Verso un nuovo ecosistema cloud in Europa?
Per certi versi si tratta di un cambiamento prevedibile, visto che c’è crescente attenzione verso l’origine di prodotti e servizi e in tutta Europa sono sorti movimenti per boicottare prodotti e servizi statunitensi. Ma nel caso dei servizi cloud ci vorrà molto tempo per vedere un impatto significativo, in particolare per via dei costi di uscita dei dati (chiamati egress costs in inglese): le aziende dovranno infatti pagare per fare uscire i propri dati dai data center degli hyperscaler. E più sono i dati archiviati, maggiori saranno i tempi e i costi per lo spostamento.
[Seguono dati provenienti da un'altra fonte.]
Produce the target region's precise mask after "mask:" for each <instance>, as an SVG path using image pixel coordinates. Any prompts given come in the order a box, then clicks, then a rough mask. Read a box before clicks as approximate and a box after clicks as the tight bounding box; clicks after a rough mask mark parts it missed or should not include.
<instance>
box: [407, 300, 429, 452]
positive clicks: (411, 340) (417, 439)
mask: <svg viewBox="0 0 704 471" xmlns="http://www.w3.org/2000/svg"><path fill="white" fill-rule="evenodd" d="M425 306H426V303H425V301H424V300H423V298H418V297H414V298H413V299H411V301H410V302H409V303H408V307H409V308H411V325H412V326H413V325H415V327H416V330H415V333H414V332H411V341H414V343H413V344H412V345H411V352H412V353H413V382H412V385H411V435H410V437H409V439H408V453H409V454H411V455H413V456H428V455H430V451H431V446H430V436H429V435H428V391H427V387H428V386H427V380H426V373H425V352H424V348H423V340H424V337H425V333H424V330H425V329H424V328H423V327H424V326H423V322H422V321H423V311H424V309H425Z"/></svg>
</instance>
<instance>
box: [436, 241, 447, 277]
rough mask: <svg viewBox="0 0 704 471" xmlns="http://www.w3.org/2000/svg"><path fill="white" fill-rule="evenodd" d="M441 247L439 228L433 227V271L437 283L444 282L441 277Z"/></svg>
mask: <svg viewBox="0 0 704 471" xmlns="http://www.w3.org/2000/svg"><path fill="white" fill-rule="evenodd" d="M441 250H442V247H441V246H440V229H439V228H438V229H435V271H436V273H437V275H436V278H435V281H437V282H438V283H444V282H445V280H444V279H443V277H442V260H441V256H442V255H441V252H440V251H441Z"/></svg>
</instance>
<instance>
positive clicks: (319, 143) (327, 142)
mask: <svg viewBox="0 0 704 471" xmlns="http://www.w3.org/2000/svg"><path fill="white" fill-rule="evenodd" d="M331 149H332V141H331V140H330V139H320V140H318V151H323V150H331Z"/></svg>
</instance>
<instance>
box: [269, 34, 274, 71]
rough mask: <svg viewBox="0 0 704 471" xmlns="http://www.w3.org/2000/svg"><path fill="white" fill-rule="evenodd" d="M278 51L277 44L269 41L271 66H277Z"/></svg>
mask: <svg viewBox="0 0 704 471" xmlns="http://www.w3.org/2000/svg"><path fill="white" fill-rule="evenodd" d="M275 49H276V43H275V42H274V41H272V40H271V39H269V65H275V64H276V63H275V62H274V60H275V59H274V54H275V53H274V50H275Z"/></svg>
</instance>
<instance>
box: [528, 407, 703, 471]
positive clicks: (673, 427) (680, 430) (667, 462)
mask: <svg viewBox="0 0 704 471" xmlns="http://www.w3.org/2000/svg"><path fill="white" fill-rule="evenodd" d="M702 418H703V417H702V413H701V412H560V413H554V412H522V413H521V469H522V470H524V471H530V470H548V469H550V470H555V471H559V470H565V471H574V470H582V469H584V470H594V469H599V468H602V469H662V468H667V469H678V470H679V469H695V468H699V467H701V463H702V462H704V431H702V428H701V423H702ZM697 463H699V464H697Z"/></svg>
Gli operatori europei del cloud non stanno a guardare, nel frattempo: Aruba, Dynamo e IONOS hanno recentemente lanciato SECA, che punta a creare uno standard per il cloud europeo aperto, interoperabile e che non “imprigioni” i clienti tra costi d’uscita e implementazioni proprietarie non compatibili con gli altri operatori. Si tratta di un impegno che va a unirsi a quello per creare una base di software infrastrutturale che si stacchi dai colossi americani e impieghi tecnologie open source e standard condivisi. Non mancano iniziative da parte di altri grandi operatori cloud europei come Exoscale e OVHcloud.
Un approccio che dia precedenza alle imprese europee (in particolare negli appalti pubblici), unito a questo lavoro di creazione di uno stack tecnologico europeo, potrebbe portare a una ravvivata competizione che dia nuovo impulso alla scena cloud europea. Con indubbi vantaggi per tutti, almeno da questa parte dell’Atlantico.